Ruken elindeki kaselerden birini bana uzatmıştı. "Teşekkürler." deyip kaseyi aldım. "Afiyet olsun." deyip pudingini yemeye başladı. Kaşığı kaseye daldırmış yoğun kıvamlı pudingden yemeye başlamıştım. Tatlı yemek nedense bana şuan kendimi iyi hissettirmişti. "Biliyor musun? Boran sanırım Can'ı kıskanıyor." dedim. Ruken şaşırmış bir şekilde suratıma bakmış "Ciddi misin?" diye sormuştu. "Evet ciddiyim. Dün eve gelirken o bebeği bile benden daha çok seviyorsun dedi." dedim. "Sence bu normal mi?" diye sordum.
"Kadınlar anne olunca ister istemez bütün ilgiyi ve sevgiyi çocuklarına veriyor. Haliyle erkeklerde bu durumda çocuklarını kıskana biliyor." demişti. Kaseyi sehpanın üstüne koymuş arkama yaslanmıştım. "Yani kardeşler arasındaki kıskançlık gibi mi?" dedim. "Tam olarak öyle olmasa da öyle gibi." demiş ve elindeki boş kaseyi sehpaya koymuştu. "Onunla barışmayı düşünmüyor musun?" diye sordu. "Biraz daha sürünsün." dedim. "Kızlar, mutfağa gelip bana yardım edin, akşama misafirler var." diyen Berfe hanım'ın sesiyle oturduğumuz yerden kalkmıştık.
Ruken boş kaseleri almış arkamdan mutfağa girmişti. "Kim gelecek ki?" diye sordum. Berfe hanım yüzündeki gülümsemeyle bize bakmış "Hayırlı bir iş." demişti. "Yoksa Kader'i mi istemeye gelecekler?" dediğim zaman başını olumlu anlamda sallamıştı.
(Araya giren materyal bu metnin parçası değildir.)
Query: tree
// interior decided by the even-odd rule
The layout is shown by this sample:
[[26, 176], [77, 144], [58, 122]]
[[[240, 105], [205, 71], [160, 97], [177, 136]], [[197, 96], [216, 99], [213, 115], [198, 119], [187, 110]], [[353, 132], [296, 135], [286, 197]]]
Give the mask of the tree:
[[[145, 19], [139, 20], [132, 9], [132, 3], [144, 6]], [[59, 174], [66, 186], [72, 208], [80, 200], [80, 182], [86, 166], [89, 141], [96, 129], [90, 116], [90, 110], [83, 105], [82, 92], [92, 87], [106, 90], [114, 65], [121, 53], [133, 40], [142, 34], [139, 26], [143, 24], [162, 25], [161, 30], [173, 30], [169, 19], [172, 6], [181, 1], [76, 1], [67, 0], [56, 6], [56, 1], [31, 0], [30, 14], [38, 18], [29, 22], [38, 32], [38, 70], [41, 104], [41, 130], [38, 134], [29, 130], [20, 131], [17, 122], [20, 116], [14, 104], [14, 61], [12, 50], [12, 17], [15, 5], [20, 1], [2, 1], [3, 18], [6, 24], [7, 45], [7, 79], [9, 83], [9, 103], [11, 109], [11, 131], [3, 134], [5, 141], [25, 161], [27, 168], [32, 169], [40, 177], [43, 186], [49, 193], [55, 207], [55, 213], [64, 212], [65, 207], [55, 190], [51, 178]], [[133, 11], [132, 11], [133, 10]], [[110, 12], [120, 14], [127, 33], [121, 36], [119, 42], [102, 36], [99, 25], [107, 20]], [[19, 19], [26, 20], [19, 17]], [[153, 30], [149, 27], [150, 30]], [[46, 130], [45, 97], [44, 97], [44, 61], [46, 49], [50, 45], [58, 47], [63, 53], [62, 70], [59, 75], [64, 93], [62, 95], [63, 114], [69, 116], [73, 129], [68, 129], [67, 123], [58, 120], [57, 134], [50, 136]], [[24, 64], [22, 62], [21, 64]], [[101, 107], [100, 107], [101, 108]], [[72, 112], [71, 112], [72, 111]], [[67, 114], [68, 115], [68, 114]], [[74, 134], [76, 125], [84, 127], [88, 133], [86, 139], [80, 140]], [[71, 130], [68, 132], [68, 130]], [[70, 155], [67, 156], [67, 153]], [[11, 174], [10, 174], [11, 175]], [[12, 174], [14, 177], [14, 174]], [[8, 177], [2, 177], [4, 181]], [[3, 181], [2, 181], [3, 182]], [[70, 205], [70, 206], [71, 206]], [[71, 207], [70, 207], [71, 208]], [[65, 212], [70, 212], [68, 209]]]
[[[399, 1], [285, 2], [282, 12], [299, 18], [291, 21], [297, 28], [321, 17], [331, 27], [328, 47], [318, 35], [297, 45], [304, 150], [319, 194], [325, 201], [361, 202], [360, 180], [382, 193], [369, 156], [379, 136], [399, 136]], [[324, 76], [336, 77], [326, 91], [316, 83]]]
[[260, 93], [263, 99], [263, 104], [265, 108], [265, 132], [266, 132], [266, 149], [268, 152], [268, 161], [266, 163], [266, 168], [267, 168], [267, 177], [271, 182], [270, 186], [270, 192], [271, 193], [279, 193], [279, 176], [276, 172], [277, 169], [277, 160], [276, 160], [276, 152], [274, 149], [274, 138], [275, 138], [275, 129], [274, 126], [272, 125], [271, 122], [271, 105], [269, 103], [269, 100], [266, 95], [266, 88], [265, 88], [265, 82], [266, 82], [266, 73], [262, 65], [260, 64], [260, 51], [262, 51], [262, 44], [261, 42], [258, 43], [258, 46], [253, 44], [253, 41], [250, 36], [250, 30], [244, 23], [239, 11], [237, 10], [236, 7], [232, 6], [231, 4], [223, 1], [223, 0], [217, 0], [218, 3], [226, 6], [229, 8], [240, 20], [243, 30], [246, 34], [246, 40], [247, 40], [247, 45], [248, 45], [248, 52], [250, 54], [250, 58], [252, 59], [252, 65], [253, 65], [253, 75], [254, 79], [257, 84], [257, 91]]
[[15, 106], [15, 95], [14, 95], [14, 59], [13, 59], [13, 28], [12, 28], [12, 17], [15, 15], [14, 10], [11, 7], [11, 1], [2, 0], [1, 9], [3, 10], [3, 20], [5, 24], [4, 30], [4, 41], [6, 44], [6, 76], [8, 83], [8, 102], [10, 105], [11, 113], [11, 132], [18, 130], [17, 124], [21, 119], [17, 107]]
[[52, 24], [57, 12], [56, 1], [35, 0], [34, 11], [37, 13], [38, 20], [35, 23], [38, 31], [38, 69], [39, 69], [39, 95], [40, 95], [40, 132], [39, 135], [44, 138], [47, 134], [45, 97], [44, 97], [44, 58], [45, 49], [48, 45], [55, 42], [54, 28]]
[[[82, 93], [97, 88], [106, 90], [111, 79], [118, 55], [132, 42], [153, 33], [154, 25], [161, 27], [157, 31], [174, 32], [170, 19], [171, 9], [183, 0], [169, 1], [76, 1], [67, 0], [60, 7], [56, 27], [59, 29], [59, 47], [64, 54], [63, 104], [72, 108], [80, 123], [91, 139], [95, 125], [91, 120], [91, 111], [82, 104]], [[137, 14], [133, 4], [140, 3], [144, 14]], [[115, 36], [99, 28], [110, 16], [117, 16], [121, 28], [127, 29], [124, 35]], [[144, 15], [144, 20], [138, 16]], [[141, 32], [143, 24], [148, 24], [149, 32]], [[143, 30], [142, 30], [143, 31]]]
Arada ağlayan Can'ın yanına gidiyor ve onu emziriyordum. Mutfak ve oturma odası arasında resmen mekik dokuyordum. Tezgahın üstünde duran, tepsinin içindeki tuzlu kurabiyelere yumurta sarısı sürüyordum. Berfe hanım ve Ruken oturma odasında temizlik yapıyordu. "Bunları nereye koyayım?" diyen sesiyle elimdeki fırçayı bırakmıştım. Boran'a dönüp bakmadan "Bir yere koy işte." dedim. Elindeki poşetleri getirip tezgahın üstüne koymuştu.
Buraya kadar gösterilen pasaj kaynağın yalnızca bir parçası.